Red line represent the mean dose response (with mean of the estimated EC50 and slope b), orange lines represent 100 random dose responses based on the mean and standard deviation of the estimated EC50 and slope b.

https://doi.org/10.1371/journal.pone.0230012.g003

On the other hand, if the user specified only certain effect intensities, the sensitivity of the different PFTs can be assigned as random (0–1), not affected (0), low (0.1–0.35), medium (0.35–0.65), high (0.65–1) or full (1). The effect intensity is multiplied by the random number out of the certain interval. For example, if the effect intensity for plant survival was set to 0.5 and the sensitivity of a PFT to low, a random number is drawn between 0.1 and 0.35, e.g. 0.2. The resulting PFT specific effect is 0.1, which means that plant individuals of this PFT have an herbicide-induced mortality probability of 10%.

Simulation settings.

In a last step, the user specifies the number of repetitions, the simulated plot size, the degree of isolation (as external seed input) and, if herbicide effects are based on dose responses, the number of different herbicide scenarios. The number of repetitions is the number of simulations that have the same model settings in the environmental and herbicide parameters (Monte-Carlo runs).

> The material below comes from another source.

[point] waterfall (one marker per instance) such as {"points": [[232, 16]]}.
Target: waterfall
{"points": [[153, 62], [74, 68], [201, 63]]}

Before the simulations are started, the user needs to specify the annual application rates per scenario. Especially the number of repetitions, the plot size and the number of simulated application rates have a high impact on the running time. To accelerate the running time, the GUI is parallelizing simulations using all cores but two, i.e. if a local machine has four cores, the GUI will use two of them to parallelize the IBC-grass Monte-Carlo simulations.

Analyses.

Raw output data of one simulation run include responses on population- and community-level in weekly time steps: PFT population size, shoot mass and cover on population-level and number of PFTs, number of individuals, aboveground biomass and four different diversity indices (Evenness, Shannon, Simpson and inverse Simpson) on community-level. The GUI will further analyse these data, however, the user can keep the raw data for individual analyses. Note that storage footprint can be very high.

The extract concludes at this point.